Inside private triangulation groups I do no share information publicly unless everyone in the group agrees to.   

 

 

 

Inside private triangulation groups I do no share information publicly unless everyone in the group agrees to

Yes the equation is not easy. 

One odd thing is that when you upload to FTDNA you give other people access to your data and tree if FTDNA think you are related (i.e. above 7cM).... why do we trust those people more than other?

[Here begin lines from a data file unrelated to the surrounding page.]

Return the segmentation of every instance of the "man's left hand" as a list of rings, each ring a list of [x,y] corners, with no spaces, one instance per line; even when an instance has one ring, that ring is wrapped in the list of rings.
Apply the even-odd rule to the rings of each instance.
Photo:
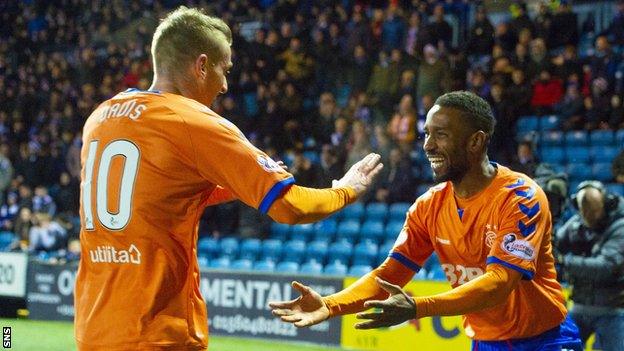
[[[390,293],[390,297],[384,301],[366,301],[364,307],[374,307],[381,311],[358,313],[356,315],[358,319],[368,321],[356,324],[356,329],[386,328],[416,318],[416,304],[401,287],[379,277],[375,280],[382,289]]]

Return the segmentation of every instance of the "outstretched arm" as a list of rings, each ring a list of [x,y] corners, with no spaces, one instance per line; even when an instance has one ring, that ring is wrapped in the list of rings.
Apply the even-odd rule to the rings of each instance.
[[[430,316],[455,316],[481,311],[499,305],[507,299],[520,282],[522,275],[498,264],[488,266],[487,272],[466,284],[450,291],[433,295],[410,298],[397,285],[383,280],[380,287],[390,293],[384,301],[368,301],[365,308],[376,307],[379,312],[359,313],[358,329],[389,327],[406,320]]]
[[[312,189],[292,185],[269,208],[277,222],[297,224],[321,220],[354,202],[370,187],[381,171],[381,156],[368,154],[354,164],[332,189]]]

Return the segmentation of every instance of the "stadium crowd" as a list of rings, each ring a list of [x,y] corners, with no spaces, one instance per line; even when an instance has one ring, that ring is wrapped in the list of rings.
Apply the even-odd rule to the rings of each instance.
[[[562,130],[624,127],[624,2],[604,30],[566,1],[513,3],[500,23],[458,0],[185,3],[233,30],[229,91],[212,108],[300,185],[330,186],[376,152],[386,167],[365,201],[412,202],[431,182],[424,116],[451,90],[491,103],[493,159],[529,175],[539,157],[516,131],[521,116],[556,114]],[[148,88],[150,33],[177,5],[0,5],[0,230],[19,239],[9,249],[79,255],[83,122],[116,93]],[[263,237],[271,221],[234,202],[203,223],[207,235]]]

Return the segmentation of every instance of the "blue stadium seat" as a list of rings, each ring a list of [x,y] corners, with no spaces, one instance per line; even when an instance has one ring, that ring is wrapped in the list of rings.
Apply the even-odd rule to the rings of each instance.
[[[275,271],[275,262],[271,260],[256,261],[253,266],[254,271],[270,273]]]
[[[591,154],[594,162],[613,162],[613,159],[620,153],[621,148],[616,146],[592,146]]]
[[[407,202],[397,202],[390,205],[390,218],[389,220],[399,219],[405,220],[405,215],[412,204]]]
[[[316,260],[318,262],[325,262],[327,258],[328,249],[327,241],[316,240],[306,245],[306,257],[307,260]]]
[[[612,130],[594,130],[589,138],[592,146],[612,146],[615,144],[615,135]]]
[[[438,266],[433,270],[427,272],[427,279],[430,280],[446,280],[446,274],[442,270],[442,267]]]
[[[568,163],[589,163],[591,158],[587,146],[567,146],[565,152]]]
[[[292,226],[290,237],[295,240],[308,241],[314,236],[314,224],[297,224]]]
[[[544,116],[540,118],[541,130],[558,130],[561,126],[561,118],[557,115]]]
[[[592,166],[592,178],[606,183],[613,179],[610,163],[594,163]]]
[[[207,257],[216,257],[219,253],[219,240],[203,237],[197,241],[197,252]]]
[[[271,223],[271,238],[286,240],[290,235],[291,226],[284,223]]]
[[[229,269],[230,268],[230,259],[227,257],[219,257],[213,260],[210,260],[208,263],[208,267],[212,269]]]
[[[570,163],[566,167],[570,180],[582,182],[592,178],[592,169],[584,163]]]
[[[371,202],[366,206],[366,215],[365,218],[367,220],[379,220],[385,221],[388,216],[388,205],[383,202]]]
[[[262,242],[262,258],[278,261],[282,257],[282,242],[276,239],[267,239]]]
[[[241,243],[239,257],[255,261],[258,255],[260,255],[260,251],[262,251],[262,242],[260,239],[245,239]]]
[[[543,162],[558,164],[565,160],[565,153],[561,146],[543,147],[541,150],[541,158]]]
[[[328,218],[314,225],[314,239],[331,242],[336,236],[338,223],[335,219]]]
[[[350,277],[361,277],[364,276],[368,273],[370,273],[370,271],[373,270],[373,267],[366,265],[366,264],[356,264],[353,265],[351,267],[349,267],[349,271],[347,272],[347,275]]]
[[[394,220],[392,222],[388,222],[385,229],[386,240],[396,240],[396,238],[399,236],[399,233],[401,233],[401,230],[403,230],[404,223],[404,220]]]
[[[277,264],[275,271],[278,273],[296,274],[299,273],[299,263],[283,261]]]
[[[342,218],[345,220],[361,220],[364,216],[364,204],[361,202],[356,202],[345,207],[342,211],[340,211]]]
[[[624,184],[609,183],[606,184],[605,187],[607,188],[607,191],[612,194],[624,196]]]
[[[619,147],[624,147],[624,129],[615,132],[615,142]]]
[[[377,258],[377,252],[379,251],[376,244],[372,242],[361,242],[355,245],[353,248],[353,264],[372,265]]]
[[[239,242],[236,238],[223,238],[219,241],[219,246],[221,249],[220,255],[227,256],[230,259],[236,258],[238,256],[239,250]]]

I feel most of people doing good genealogy research in Sweden should never upload the family tree on Wikitree as they don't want to share the work they have done.... 

DNA genealogy will make slow progress as long as we don't get open data....   

 

+2 votes
Circles are based on trees with DNA matches.  There are six people that have a tree with the ancestor Henry Thomas Heath and they share DNA.

Ancestor Hints are based on DNA matches with trees.  There are seven members with Robert Mayberry Dickens in their tree and I share DNA with two of them but he is not in my tree.

I can visit the AncestryDNA profile of those matched, and suggested match, members to see who else I share matches in common with.  This is the closest that Ancestry gets to triangulation but you can begin to build groups of trees and ancestors to explore; and, to see where the DNA links. It's just tedious and labor intensive.